Nature knows no borders: the failure of any one Member State to tackle IAS

puts our shared ecological homeland at risk. A solution has to be found at a pan-European level – after all, it makes sense that a common market needs common biosecurity. Fortunately, the EU – eager to meet its popular biodiversity targets by 2020 – has committed itself to supranational action. The recent launch in July of its list of 37 ‘Invasive Alien Species of Union Concern’ was enthusiastically welcomed.[3]

And none too soon. As researchers from the University of Turin will tell NEOBIOTA 2016, one of the list’s most notorious species, the yellow-legged hornet (Vespa velutina) – dubbed the ‘Asian killer hornet’ following several human fatalities – is rapidly spreading.[4] Since first docking in France in 2004 – a trade stowaway on ceramic pottery imports from southeast Asia – this venomous visitor has spread to neighboring Spain, Portugal, Germany and, more recently, Italy.

The Turin study hammers home the timely nature of recent EU regulations regarding invasion pathways and restrictions on the keeping, importing, selling and breeding of the black list ‘37’. However, as good as the laws are, they urgently need to be extended to cover many more, equally threatening species. NEOBIOTA is expected to call on the European Commission to add literally hundreds more than just the proposed additional 17 species to the list in 2017, though some contenders may prove too controversial.

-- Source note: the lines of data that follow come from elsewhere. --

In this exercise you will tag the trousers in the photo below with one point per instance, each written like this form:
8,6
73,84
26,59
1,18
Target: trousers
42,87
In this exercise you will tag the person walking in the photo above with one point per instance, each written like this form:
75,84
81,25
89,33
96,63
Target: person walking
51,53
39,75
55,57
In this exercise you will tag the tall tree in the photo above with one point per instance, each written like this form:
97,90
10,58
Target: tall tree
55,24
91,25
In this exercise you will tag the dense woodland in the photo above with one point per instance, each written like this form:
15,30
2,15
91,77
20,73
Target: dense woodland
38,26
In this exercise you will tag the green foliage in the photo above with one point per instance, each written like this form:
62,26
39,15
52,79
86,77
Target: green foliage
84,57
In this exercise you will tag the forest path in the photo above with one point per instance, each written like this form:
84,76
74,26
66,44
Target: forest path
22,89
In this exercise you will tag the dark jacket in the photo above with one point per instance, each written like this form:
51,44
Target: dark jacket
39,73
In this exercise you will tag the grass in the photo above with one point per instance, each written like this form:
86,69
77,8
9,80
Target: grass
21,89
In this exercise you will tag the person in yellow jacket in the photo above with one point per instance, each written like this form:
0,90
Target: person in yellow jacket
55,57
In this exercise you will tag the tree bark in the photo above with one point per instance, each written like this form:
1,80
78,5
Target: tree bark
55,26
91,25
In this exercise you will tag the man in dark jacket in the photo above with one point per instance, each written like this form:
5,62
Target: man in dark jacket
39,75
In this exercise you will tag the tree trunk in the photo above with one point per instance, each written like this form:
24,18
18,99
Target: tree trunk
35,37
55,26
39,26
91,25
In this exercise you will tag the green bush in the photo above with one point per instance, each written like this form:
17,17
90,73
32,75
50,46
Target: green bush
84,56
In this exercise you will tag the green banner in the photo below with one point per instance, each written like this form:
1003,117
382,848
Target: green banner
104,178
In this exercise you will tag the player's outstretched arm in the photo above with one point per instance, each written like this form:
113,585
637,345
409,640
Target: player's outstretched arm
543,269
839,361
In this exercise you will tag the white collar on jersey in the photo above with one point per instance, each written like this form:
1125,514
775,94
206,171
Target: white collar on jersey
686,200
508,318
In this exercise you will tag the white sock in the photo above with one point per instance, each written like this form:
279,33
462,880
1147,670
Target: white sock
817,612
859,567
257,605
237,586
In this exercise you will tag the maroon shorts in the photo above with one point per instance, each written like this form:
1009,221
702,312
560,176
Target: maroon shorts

In the case of the raccoon dog (Nyctereutes procyonoides), an increasingly popular exotic pet, cuteness is the enemy of reason. The species, as research recently published in PLOS One urgently reminds us, is one of the main vectors of rabies in Europe.[5] Yet, it has been allowed to continue its rampant march across the continent unabated. Its adaptability, reproduction rates and lack of natural predators have multiplied its numbers and if left unchecked, it is likely to become one of the most numerous, widespread and disease-ridden predators in Europe. If the ecological threat posed by the raccoon dog to endangered native species is not enough motivation to put it on the updated IAS list, then the EU should at the very least recognize that it’s all ‘fun, fur and games’ till someone gets lock-jaw.

Climate change, NEOBIOTA warns, will dramatically increase the negative impacts of raccoon dog invasions and those of other alien species. The time for action is now. With both nature and people at risk, the EU would be wise to listen. As the saying goes, ‘Once bitten, twice shy.’